Il team aveva cioè riprodotto sinteticamente una copia di DNA (pur se identico a quello originale) sostituendolo a quello di un batterio della stessa specie: niente di davvero straordinario - se funzionava quello originale anche la copia servile non poteva che funzionare - se non il fatto di aver ottenuto il DNA partendo da sostanze inorganiche.



     E' stato questo un primo passo verso il "minimal genome project" (10) cui obiettivo dichiarato era la realizzazione di un batterio sintetico "con la minima quantità di genoma che gli permetta di replicarsi".
Il termine "minimal" si riferisce alla caratteristica specifica di cui deve esser dotato tale batterio: togliendo altro DNA, il suo genoma deve smettere di funzionare.
L'obiettivo è stato raggiunto solo nel 2016, quando è stato realizzato il "Mycoplasma laboratorium" chiamato JCVI-syn 3.0, o più semplicemente Synthia 3.0: un DNA completamente sintetico costituito da 473 geni venne sostituito al DNA del batterio "Mycoplasma capricolum" ottenendo così un organismo in grado di crescere e riprodursi (11).

Proviamo a fare un paragone per comprender meglio il significato del risultato sinora raggiunto: è come aver creato un nuovo sistema operativo caricato su un computer già esistente, certo non la stessa cosa dell'aver creato un nuovo computer dal nulla!

Questo esempio ci da l'idea di quale sia l'attuale distanza dalla creazione di una vera vita sintetica.


Vita aliena.

     Sgombriamo il campo da illusioni o errate interpretazioni delle notizie che circolano: sino a questo momento non abbiamo prove valide dell'esistenza di vita aliena.
Come sosteneva correttamente Carl Sagan "affermazioni straordinarie richiedono prove straordinarie", e noi non disponiamo che di labili indizi.

Nel 1986 la NASA annunciò con grande scalpore su tutti i mezzi di comunicazione la scoperta di batteri fossili microscopici ritrovati analizzando un meteorite raccolto in Antartide; tale corpo è ritenuto provenire da Marte in quanto la roccia che lo compone intrappola al suo interno microbolle la cui analisi del contenuto corrisponde al profilo dell'atmosfera di quel pianeta (12).
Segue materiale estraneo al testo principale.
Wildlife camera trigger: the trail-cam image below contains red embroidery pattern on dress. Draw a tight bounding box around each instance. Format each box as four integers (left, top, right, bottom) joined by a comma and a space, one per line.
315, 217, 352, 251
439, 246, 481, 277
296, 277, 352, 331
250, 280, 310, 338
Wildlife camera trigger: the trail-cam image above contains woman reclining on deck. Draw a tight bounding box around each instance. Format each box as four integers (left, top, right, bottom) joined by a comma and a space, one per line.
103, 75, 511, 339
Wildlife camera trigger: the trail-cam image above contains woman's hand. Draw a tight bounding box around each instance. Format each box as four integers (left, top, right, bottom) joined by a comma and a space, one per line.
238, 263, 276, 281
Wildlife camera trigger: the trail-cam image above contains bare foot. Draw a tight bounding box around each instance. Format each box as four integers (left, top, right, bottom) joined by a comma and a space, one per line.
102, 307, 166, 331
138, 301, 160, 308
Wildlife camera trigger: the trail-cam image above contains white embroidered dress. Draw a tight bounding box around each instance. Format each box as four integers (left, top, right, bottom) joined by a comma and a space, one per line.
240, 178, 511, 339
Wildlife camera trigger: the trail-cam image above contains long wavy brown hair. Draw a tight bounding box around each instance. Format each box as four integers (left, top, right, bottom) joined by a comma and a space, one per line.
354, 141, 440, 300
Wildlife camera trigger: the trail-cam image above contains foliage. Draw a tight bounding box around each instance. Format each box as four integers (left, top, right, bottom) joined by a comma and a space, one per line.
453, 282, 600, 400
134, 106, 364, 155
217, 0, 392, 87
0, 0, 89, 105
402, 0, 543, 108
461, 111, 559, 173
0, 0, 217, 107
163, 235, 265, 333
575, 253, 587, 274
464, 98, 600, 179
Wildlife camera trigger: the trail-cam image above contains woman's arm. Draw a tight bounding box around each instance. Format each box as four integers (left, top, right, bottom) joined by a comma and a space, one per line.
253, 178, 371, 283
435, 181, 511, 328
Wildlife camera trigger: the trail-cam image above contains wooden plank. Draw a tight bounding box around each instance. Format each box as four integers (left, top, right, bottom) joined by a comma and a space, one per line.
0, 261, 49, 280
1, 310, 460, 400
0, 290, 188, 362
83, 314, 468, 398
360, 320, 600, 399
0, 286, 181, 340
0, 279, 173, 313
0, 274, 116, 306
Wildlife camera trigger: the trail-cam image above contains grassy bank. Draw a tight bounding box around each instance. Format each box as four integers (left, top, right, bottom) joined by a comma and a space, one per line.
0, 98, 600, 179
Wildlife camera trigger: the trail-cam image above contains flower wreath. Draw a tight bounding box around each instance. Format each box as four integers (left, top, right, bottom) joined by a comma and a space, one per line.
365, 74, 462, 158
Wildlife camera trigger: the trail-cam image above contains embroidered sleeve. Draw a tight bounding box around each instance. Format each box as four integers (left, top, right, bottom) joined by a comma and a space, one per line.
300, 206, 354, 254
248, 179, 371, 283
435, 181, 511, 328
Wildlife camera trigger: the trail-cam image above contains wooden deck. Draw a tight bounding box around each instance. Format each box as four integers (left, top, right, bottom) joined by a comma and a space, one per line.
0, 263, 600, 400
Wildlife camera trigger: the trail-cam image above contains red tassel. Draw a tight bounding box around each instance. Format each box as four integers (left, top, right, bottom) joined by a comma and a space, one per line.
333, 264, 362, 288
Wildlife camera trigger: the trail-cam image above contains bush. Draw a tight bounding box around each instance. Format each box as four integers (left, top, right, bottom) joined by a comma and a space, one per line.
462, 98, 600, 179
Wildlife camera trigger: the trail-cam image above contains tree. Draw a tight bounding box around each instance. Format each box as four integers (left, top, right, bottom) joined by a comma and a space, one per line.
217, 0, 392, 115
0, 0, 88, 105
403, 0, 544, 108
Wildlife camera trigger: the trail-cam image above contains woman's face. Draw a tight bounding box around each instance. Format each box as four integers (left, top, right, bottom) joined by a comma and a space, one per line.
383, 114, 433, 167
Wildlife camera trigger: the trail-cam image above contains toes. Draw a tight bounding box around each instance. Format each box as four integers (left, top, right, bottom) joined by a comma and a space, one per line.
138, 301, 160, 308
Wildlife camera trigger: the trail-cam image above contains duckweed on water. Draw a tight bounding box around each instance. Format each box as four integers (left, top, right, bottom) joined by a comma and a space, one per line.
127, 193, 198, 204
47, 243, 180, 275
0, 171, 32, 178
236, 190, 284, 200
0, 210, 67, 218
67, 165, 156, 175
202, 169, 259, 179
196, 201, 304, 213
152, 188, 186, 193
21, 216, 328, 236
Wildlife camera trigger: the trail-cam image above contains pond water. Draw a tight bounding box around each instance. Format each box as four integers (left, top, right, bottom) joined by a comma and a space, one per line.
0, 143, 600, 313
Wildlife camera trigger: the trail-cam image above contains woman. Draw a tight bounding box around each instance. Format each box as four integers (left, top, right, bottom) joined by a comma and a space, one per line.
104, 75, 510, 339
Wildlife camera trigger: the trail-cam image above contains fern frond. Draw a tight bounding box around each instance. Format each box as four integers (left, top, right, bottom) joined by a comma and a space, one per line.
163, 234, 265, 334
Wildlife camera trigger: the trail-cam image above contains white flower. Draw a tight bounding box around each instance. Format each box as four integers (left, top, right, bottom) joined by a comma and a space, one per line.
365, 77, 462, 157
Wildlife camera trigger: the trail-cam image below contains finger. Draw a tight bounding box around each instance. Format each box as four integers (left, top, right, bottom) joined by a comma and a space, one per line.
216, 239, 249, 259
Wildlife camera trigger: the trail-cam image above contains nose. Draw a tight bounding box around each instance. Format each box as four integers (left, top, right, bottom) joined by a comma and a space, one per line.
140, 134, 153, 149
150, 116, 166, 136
     Non si tratta quindi del ritrovamento di materiale biologico, ma è indispensabile stabilire una volta per tutte se tali "presunti fossili" fossero stati un tempo esseri viventi (quindi testimonianza che la vita è esistita in passato sul pianeta d'origine).
Successivi studi dimostrarono che tali conformazioni avrebbero potuto presentarsi anche come risultato di processi non biologici, non riuscendo comunque ad escludere la seppur minuscola probabilità che si tratti effettivamente di fossili.
Pertanto ad oggi la presenza di vita in un passato remoto su Marte rimane in discussione.

     Circa l'esistenza della vita su altri pianeti la comunità scientifica, in mancanza di qualsiasi prova, si divide su 3 posizioni:

   1. la vita esiste solo sulla Terra perché il caso che ne ha determinato lo sviluppo e la sopravvivenza per un periodo così lungo tale da consentire all'evoluzione di operare in modo ottimale è rarissimo;

   2. la vita aliena esiste ma deve esser molto simile a quella terrestre;

   3. la vita aliena esiste ed è completamente diversa da quella terrestre.

     La prima posizione - sostenuta da ricercatori quali Donald Brownlee e Peter Ward in "Rare Earth" e da Stephen Webb in "Se l'universo brulica di alieni.. dove sono tutti quanti" - è quella al momento più difendibile in quanto conosciamo solo la vita sul nostro pianeta.

Tuttavia, proprio per il fatto che negli ultimi anni abbiamo scoperto che il nostro pianeta non ha proprio nulla di speciale, la logica ci suggerisce prudenza nello sposare una tale posizione che non tiene conto di un universo popolato da 200 miliardi di galassie ciascuna con circa 400 miliardi di stelle delle quali la stragrande maggioranza è circondata da sistemi planetari (13).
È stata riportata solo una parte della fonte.